Letters to the Editor

SB 1010, transparency, young criminals

In 2015, spending on prescription medication spiked 12 percent, to a national total of some $425 billion.
In 2015, spending on prescription medication spiked 12 percent, to a national total of some $425 billion. Bay Area News Group

Beware of simplistic solutions

Re “The bill Pharma wants to bottle up,” (Editorials, Aug. 11): The Sacramento Bee fails to consider Senate Bill 1010’s real-world impact.

Transparency that produces incomplete and inaccurate information only further obscures the real cost picture. Real transparency cannot be achieved without information from pharmacy benefit managers and without also looking at the credit side of the ledger, such as the discounts and rebates that offset four-fifths of brand medicine price increases.

Making matters worse, SB 1010’s advance notice creates conditions ripe for market manipulation. Disclosing future pricing decisions to competitors is generally prohibited as anti-competitive for good reason, as it can lead to higher prices among competitors. This notice also enables speculative buying of medicines, creating shortages and leading to growth in “gray markets” where medicine is sold to the highest bidder.

Sara Radcliffe, California Life Sciences Association president, Sacramento

Transparency bill’s murky purpose

SB 1010 is designed to be a drug transparency measure, but it only looks at one component of the overall health care process and attempts to point the finger at pharmaceutical companies as the lone culprit and single source of drug pricing.

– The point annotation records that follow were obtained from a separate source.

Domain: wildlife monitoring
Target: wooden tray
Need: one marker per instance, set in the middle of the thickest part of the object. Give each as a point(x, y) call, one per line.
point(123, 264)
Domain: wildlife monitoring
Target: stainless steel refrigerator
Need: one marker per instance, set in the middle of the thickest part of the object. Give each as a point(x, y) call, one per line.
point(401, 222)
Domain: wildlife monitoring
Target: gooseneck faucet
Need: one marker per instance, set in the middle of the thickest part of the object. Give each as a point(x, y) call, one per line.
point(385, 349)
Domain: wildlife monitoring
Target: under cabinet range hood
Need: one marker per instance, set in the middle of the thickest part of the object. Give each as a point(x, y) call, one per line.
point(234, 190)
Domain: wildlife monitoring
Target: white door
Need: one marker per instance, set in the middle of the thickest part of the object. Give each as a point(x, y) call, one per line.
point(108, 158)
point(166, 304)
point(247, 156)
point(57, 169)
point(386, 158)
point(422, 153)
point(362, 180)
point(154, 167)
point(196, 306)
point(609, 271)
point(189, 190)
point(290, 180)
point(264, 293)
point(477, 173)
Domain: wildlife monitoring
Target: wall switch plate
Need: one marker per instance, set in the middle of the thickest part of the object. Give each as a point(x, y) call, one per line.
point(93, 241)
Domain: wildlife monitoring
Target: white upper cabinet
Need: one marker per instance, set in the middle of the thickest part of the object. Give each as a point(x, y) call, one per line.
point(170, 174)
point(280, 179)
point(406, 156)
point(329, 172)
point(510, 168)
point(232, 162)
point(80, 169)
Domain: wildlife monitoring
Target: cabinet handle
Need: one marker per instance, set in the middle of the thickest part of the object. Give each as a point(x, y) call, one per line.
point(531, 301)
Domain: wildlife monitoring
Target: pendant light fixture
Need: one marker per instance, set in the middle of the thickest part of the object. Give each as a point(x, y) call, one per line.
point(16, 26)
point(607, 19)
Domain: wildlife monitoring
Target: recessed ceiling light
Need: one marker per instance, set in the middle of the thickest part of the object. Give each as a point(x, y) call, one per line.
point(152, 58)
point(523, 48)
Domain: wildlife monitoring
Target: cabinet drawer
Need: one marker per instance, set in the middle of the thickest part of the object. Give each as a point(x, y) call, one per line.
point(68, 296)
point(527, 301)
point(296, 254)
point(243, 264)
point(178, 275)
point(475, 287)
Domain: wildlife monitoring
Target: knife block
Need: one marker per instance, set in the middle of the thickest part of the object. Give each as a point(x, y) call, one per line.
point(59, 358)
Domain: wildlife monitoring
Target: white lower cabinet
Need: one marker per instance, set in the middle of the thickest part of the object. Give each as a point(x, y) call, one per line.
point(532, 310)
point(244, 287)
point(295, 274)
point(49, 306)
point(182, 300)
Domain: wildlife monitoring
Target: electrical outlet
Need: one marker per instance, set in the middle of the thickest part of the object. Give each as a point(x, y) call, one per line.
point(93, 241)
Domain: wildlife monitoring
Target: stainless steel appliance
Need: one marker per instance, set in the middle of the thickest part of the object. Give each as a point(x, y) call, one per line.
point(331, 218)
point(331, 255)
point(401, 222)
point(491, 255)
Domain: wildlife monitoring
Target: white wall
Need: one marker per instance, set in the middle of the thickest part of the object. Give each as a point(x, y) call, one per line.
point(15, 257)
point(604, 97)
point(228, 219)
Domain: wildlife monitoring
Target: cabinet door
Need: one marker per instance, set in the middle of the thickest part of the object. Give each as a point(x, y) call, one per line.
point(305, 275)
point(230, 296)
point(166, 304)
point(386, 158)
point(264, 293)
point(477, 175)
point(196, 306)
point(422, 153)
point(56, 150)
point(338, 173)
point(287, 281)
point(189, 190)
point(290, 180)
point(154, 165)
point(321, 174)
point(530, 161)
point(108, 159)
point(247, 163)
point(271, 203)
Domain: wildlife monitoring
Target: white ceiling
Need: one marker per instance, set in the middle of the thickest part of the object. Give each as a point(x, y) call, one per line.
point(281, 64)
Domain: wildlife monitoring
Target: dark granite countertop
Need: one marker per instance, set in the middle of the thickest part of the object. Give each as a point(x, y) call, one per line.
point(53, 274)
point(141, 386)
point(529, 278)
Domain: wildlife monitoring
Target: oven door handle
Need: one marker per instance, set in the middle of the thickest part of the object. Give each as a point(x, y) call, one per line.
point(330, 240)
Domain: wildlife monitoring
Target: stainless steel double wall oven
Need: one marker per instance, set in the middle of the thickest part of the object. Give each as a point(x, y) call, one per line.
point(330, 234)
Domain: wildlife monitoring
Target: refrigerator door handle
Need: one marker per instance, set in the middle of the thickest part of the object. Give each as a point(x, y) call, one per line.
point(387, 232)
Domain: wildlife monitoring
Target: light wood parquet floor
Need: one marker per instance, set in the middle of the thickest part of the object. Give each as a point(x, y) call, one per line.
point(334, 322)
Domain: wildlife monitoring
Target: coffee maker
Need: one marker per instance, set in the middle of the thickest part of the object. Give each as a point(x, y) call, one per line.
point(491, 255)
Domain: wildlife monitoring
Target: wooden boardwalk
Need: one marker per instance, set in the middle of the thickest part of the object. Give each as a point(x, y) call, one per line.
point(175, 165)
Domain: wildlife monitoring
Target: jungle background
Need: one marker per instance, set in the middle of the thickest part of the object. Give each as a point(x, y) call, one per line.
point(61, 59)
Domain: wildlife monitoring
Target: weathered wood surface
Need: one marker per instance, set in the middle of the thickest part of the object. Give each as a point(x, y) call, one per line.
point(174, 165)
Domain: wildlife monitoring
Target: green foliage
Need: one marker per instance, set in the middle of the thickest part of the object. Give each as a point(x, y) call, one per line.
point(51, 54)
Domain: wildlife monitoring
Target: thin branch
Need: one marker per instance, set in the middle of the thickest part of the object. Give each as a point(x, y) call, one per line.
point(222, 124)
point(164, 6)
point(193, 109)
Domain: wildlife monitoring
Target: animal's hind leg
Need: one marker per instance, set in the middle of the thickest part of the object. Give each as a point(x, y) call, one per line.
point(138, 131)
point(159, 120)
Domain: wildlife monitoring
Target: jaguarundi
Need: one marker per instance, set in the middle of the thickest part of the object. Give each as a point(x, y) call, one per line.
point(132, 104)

Patients living with hepatitis C and other chronic illnesses rely on new research and new innovative medicines to stay alive. This bill is a slap in the face to researchers doing this critical work, prioritizing a bureaucratic process over people living with debilitating diseases.

I know first-hand the importance of access to life-saving medicines, the importance of having meaningful health insurance that covers the cost of treatment. I’m cured today after living with hepatitis C for more than 50 years. SB 1010 could be a major obstacle for patients like me, suffering from treatable, but potentially deadly diseases.

William Remak, Petaluma

Gut-and-amend is not way to legislate

Re “Proposition 54 is a special interest ploy” (Another View, Aug. 11): As the ultimate legislative insider, Steve Maviglio surely understands that end-of-session late-night amendments, followed by later-that-same-night votes, are routinely employed by special interests whose proposals couldn’t stand the scrutiny allowed by deliberative review in the sunshine.

Virtually every year, I was asked to suddenly analyze end-of-session amendments that seemed to pop up out of nowhere. I would often ask the proponents why their proposals hadn’t been introduced in time to allow a normal six- to eight-month legislative review process. I don’t recall ever receiving a plausible answer. Maviglio claims to want to give more power to citizens. Last-minute amendments votes are surely not the way to do that.

Howard Posner, Sacramento

Don’t cut young criminals slack

Re “Legislation would help end criminalization of youths” (Viewpoints, Aug. 10): After reading Rosa Aqueel’s and Kim McGill’s column, it is clear to me that they, and their supporters have limited understanding of the thousands of crime victims victimized by youths.

Aqueel and McGill make no reference to crime victims. Yet they make it appear as if all the youths placed on the CalGang system are innocent. There are thousands of dangerous youths roaming our streets and victimizing innocent people.

Often they begin their criminal careers by shoplifting, vandalism, joyriding, drug use and sales, fighting, and transit fare evasion. The bottom line is that we all make choices. Not everyone who lives in poverty or goes to low-performing schools turns to gangs or crime. Youth who turn to gangs and crimes chose to do so on their own.